One of the first challenges Petraeus faced while occupying much of northern and central Iraqincluding the huge Al Anbar provincewith the 101st Airborne in the spring of 2003 was the small matter of there being no government there whatsoever. Sudden, unanticipated problem, usually not the preserve of generals: How to get the local government to continue paying its workers. The acting governor of Al Anbar pointed Petraeus in the direction of a central bank manager, who, it just so happened, had set aside a substantial sum of Iraqi currency for just such a post-invasion occasion. Problem was, this banker felt he had no authority in a post-Saddam environment, because his entire career he hadn't sneezed without first asking permission from Baghdad. So he said to Petraeus, "You have the authority." Petraeus thought about that and said, "You're right, I do!"...

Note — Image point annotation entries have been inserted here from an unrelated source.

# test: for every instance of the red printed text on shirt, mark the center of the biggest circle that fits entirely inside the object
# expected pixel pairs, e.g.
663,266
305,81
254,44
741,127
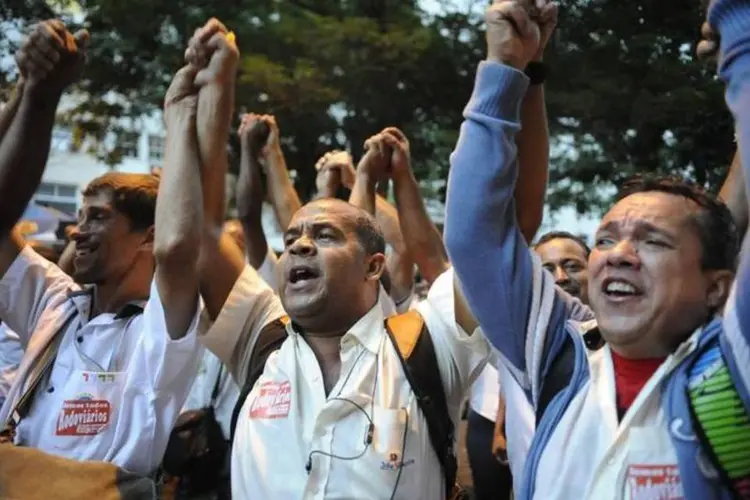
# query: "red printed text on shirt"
655,482
274,400
83,417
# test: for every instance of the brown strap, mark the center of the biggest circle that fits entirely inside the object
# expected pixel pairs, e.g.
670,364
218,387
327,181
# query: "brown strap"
500,442
406,329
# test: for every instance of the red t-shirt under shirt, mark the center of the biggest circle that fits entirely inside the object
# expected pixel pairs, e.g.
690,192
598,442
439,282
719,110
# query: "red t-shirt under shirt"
630,377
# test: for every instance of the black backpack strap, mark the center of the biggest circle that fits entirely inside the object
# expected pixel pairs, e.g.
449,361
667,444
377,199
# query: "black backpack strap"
269,341
413,343
561,370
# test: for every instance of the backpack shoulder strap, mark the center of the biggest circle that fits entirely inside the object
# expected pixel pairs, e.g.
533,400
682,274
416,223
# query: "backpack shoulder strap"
269,341
413,343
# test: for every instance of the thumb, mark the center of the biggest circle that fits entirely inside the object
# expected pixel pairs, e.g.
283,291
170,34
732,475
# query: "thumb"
82,39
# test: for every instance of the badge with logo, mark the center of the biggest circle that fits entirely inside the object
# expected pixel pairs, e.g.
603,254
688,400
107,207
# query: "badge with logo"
655,481
83,416
274,400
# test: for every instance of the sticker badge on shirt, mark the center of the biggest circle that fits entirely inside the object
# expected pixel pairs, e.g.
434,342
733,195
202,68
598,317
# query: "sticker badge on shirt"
83,416
274,400
654,481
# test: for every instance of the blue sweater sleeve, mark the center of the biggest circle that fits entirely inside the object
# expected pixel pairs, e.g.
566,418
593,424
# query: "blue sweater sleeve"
503,283
731,18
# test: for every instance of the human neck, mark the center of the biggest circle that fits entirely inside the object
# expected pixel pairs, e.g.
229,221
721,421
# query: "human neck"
112,295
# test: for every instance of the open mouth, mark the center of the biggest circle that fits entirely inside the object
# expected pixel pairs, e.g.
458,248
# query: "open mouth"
616,288
300,275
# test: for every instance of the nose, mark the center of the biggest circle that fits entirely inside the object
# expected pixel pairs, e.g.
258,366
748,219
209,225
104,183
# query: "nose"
624,254
560,275
303,247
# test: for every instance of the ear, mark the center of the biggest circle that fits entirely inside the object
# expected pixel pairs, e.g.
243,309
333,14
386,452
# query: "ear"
719,285
147,245
375,266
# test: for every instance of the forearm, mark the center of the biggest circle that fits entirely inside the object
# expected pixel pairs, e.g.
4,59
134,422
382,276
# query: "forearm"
364,193
490,255
533,162
281,192
423,240
734,195
23,155
215,106
10,108
179,213
250,209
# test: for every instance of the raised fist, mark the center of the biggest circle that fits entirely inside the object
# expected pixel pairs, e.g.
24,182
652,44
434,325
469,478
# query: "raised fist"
396,141
50,57
340,161
181,101
513,38
213,51
258,133
708,47
376,162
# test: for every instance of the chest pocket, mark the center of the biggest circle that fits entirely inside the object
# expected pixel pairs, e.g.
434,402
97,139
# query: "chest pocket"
377,455
86,416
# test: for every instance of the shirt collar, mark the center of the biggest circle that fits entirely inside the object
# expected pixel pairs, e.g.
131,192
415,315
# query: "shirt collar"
368,330
83,298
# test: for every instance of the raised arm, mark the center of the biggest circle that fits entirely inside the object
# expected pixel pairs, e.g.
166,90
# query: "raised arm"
731,19
279,186
734,195
250,188
213,49
533,146
498,276
49,60
179,207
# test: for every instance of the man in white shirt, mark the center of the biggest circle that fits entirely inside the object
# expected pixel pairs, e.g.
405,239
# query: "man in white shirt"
106,367
334,397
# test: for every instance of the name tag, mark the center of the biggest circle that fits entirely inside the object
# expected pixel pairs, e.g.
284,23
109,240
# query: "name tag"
274,400
654,481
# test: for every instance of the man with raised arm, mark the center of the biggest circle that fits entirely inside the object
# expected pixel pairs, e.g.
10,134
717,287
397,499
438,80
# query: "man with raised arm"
107,366
628,420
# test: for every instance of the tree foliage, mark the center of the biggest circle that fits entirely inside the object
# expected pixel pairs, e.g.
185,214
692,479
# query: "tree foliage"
624,94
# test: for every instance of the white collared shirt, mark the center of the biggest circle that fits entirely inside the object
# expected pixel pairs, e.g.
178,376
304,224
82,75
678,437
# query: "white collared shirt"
288,421
211,369
11,354
118,382
591,455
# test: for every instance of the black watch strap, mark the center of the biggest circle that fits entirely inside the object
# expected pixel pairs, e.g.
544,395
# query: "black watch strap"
537,72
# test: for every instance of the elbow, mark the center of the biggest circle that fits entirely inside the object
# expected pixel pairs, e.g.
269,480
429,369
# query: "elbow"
179,251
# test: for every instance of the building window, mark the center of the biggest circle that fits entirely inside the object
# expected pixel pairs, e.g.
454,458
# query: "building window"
63,197
155,147
128,142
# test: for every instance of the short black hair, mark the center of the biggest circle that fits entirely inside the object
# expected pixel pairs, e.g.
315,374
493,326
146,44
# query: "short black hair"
133,195
714,223
563,235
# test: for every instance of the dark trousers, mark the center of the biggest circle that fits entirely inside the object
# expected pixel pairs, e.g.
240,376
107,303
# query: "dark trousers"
492,480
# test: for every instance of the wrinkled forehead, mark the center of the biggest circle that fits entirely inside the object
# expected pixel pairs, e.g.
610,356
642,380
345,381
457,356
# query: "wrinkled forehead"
339,215
661,210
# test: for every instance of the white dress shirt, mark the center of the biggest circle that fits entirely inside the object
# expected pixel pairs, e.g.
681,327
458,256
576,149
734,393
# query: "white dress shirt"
210,370
11,353
288,425
119,381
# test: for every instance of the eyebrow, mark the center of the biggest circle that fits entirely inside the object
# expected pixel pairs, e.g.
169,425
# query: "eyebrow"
640,226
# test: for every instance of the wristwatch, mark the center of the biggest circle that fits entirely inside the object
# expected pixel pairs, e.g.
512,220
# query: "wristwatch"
537,72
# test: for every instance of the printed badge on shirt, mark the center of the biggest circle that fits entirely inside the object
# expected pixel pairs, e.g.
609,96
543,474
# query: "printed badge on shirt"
83,416
661,482
274,400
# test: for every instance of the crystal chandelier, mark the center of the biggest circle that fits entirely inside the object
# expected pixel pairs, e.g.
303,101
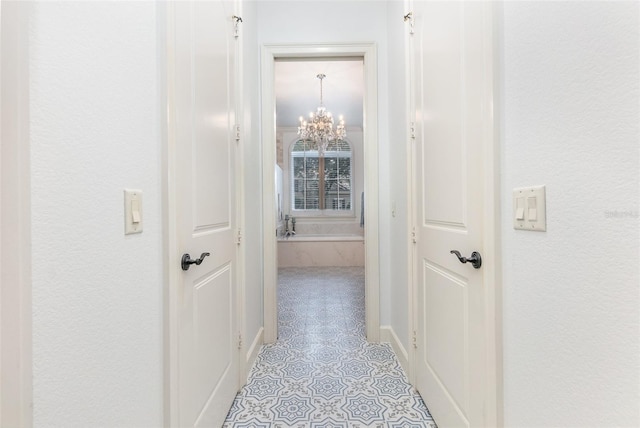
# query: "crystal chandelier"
319,129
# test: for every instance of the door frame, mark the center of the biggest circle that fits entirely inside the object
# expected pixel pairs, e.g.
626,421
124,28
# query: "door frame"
16,390
491,248
269,54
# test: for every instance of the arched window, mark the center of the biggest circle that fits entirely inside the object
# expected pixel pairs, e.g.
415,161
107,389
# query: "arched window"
321,183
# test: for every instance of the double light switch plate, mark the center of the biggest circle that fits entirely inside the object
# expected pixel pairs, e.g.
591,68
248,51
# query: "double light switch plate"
529,208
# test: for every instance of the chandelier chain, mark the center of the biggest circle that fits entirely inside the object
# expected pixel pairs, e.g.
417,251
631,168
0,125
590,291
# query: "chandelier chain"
318,131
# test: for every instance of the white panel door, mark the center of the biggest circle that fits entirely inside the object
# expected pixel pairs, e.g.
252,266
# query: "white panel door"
206,215
452,110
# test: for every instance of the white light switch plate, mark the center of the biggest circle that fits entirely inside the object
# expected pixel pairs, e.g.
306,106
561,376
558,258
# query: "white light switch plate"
132,211
529,208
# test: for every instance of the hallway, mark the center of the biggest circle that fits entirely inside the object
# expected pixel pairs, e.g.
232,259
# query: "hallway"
322,372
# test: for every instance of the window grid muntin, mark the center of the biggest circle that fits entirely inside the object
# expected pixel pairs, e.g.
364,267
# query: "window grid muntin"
306,177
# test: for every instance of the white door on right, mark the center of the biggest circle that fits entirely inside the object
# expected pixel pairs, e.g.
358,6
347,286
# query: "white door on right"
452,94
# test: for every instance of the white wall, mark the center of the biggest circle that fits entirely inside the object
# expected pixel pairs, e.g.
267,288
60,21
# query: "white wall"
398,182
252,170
97,294
299,22
571,294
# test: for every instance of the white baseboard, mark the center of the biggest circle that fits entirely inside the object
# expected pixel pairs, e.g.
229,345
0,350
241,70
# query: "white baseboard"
252,352
388,335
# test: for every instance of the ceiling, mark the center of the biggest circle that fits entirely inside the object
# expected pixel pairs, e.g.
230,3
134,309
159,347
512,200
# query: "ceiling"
298,89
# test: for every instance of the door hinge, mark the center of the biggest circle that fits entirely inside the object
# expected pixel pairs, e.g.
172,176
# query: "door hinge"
236,25
409,18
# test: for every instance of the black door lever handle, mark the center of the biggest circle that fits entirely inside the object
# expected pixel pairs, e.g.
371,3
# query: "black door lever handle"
187,261
475,259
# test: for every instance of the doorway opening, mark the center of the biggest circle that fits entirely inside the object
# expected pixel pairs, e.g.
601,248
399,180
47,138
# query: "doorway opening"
277,205
319,172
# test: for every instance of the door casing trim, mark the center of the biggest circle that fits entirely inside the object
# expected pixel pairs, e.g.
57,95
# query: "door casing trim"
270,52
16,389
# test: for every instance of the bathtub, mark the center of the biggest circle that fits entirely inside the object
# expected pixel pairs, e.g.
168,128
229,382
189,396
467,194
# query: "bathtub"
321,250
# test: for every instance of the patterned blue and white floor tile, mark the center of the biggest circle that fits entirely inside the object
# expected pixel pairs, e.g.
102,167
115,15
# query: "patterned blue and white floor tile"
322,373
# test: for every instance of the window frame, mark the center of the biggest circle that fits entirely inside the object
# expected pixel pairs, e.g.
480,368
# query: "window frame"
321,212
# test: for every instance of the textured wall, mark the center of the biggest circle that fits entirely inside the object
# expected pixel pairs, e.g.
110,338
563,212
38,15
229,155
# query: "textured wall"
97,294
571,294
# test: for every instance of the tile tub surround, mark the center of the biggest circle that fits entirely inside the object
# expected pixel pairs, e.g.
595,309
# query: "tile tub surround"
321,250
322,372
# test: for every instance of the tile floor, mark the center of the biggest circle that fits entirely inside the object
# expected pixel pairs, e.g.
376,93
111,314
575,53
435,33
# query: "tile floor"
321,373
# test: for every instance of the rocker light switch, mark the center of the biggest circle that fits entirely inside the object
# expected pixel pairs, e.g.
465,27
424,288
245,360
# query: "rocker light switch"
132,211
529,208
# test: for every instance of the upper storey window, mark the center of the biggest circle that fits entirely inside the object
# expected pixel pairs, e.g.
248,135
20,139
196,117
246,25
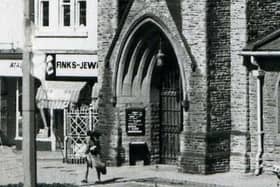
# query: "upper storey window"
61,14
82,12
66,13
44,11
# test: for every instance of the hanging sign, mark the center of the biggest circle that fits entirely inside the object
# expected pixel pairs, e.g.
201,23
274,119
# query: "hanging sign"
135,121
10,68
72,66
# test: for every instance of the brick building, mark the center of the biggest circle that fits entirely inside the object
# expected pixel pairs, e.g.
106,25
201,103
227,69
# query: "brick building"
175,80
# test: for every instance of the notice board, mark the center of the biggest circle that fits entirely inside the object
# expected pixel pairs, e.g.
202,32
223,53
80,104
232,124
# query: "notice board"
135,121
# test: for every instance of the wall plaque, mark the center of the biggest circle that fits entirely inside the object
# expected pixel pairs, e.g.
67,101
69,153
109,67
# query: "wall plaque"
135,121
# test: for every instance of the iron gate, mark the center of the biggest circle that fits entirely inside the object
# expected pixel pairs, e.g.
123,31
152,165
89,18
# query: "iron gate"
77,122
171,115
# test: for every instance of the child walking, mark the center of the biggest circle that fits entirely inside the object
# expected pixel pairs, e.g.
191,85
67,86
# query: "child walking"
93,159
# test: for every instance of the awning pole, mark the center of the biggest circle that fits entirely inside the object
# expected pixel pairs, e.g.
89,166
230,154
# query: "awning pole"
259,162
28,144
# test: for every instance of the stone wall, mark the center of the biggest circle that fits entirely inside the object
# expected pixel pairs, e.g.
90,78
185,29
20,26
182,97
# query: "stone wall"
219,85
263,18
194,136
240,144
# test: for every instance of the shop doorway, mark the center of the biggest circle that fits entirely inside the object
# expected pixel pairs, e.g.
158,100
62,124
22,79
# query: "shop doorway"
170,113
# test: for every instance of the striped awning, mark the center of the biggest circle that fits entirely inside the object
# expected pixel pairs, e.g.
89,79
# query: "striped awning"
58,94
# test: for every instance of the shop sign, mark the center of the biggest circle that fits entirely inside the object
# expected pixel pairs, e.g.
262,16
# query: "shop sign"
135,121
10,68
73,66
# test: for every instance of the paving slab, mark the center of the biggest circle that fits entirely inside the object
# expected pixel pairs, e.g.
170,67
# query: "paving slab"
51,169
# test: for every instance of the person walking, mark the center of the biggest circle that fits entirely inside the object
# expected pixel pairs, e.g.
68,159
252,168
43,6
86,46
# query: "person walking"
93,155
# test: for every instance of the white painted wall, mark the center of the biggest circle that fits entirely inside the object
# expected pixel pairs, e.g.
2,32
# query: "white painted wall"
11,21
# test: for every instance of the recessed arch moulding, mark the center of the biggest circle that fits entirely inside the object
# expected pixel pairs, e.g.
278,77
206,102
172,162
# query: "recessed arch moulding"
136,76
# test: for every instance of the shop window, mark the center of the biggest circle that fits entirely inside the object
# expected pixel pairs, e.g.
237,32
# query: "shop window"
82,13
44,6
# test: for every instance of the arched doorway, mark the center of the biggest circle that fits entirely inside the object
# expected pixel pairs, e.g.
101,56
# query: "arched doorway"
142,81
170,112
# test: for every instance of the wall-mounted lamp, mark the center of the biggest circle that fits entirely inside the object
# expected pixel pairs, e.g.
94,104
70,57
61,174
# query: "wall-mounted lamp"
186,104
160,55
113,100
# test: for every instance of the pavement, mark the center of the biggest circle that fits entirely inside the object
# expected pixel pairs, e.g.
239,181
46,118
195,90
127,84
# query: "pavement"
51,169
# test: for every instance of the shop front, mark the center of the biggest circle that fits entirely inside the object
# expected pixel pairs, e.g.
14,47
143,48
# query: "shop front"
64,82
10,76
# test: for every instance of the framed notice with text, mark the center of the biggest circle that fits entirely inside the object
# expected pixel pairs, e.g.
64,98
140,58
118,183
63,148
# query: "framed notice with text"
135,121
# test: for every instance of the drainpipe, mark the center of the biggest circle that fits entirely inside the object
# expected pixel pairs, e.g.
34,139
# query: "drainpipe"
259,162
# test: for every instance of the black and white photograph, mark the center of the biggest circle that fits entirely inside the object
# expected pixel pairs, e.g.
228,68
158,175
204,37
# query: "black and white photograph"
140,93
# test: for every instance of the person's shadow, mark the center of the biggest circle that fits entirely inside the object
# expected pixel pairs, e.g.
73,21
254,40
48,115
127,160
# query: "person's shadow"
103,181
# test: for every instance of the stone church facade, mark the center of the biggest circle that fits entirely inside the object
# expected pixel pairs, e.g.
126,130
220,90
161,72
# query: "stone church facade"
180,65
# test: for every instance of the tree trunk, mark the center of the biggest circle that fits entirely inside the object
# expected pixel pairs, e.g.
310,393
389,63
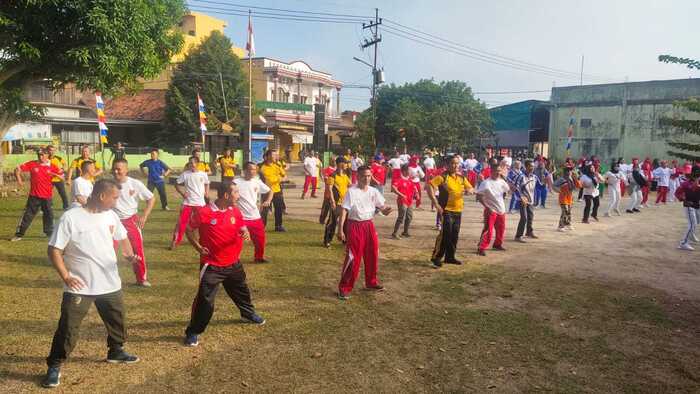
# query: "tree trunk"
7,120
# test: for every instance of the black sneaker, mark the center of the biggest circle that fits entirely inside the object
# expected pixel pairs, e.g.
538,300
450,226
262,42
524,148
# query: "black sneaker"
119,356
191,340
254,319
53,377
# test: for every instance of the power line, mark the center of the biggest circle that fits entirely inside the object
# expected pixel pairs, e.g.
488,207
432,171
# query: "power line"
505,58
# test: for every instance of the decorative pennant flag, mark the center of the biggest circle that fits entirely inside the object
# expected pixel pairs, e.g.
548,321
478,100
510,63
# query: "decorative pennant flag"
570,131
101,118
250,46
202,116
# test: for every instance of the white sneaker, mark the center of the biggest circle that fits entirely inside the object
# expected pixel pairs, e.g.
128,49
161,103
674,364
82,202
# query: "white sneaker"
685,247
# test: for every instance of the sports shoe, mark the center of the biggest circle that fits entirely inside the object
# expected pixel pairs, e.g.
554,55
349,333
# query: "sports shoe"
685,247
191,340
254,319
119,356
53,377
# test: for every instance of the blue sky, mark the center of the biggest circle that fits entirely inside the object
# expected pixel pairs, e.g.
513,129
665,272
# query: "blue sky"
619,39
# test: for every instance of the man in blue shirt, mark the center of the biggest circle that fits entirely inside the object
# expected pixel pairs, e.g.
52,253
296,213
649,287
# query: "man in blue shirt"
157,172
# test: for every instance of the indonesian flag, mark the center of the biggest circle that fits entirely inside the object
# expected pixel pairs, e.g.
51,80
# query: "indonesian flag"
250,46
101,118
202,115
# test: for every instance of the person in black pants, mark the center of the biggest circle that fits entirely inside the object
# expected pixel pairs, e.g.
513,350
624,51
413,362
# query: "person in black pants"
525,184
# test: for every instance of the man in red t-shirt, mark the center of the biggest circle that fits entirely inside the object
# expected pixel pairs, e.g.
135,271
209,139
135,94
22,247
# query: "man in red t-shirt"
221,233
41,172
405,189
378,170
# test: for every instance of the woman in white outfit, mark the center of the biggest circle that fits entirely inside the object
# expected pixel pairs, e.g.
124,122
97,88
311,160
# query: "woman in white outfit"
613,178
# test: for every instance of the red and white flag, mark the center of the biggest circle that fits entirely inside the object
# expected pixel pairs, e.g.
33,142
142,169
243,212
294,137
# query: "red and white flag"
250,46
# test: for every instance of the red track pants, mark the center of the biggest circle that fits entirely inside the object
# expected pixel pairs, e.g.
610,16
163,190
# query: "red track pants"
185,212
362,244
661,192
136,239
256,228
492,220
310,181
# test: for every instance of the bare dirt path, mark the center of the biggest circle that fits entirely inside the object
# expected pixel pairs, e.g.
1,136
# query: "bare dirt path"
634,249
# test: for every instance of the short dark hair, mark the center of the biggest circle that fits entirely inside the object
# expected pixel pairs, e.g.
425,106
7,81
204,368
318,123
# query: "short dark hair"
103,185
224,187
85,164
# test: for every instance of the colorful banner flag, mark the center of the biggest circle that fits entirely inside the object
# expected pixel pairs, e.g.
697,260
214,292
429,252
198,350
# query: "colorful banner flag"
250,45
101,118
202,116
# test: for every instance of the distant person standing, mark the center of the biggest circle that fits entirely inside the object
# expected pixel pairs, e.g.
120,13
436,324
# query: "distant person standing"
250,188
272,174
491,194
217,231
228,166
82,252
450,188
82,185
158,171
193,186
57,181
311,164
41,172
358,209
75,165
132,191
118,152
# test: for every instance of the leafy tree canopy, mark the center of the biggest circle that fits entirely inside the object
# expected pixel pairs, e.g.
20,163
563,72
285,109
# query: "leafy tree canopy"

Petraeus also has his own version of Lawrence's
Seven Pillars of Wisdom, which in his case number thirteen. It's a simple PowerPoint package of thirteen slides of lessons learned in the war. Number one is, Lawrence had it right. By this he means: It is their war, and you are to help them, not win it for them. Mao Tse-tung, Che Guevara, and Ho Chi Minh would readily recognize Petraeus's other pillars as eternal truths: Armies of liberation have half-lives. Money is ammunition. Intelligence is the key. Cultural awareness is a force multiplier. Success depends on local leaders.
That last one seems to be the most important to Petraeus. So when the Iraqi leaders of Mosul came to him as commander of the 101st Airborne in the first months of the postwar occupation asking for his help in getting the city's university back up and running, Petraeus didn't hesitate. He had helicopter assault troops available, so Petraeus told them, "Hey, you won the lottery. You're going to rebuild Mosul University." The place had been completely looted and was a shambles, but a month or so later, a Big Tensized university was holding classes in Mosul, finishing out the school year a little late, with American helo pilots filling in as college administrators.
That follows with the main lesson General Petraeus has learned from Iraq: "Everyone does nation building."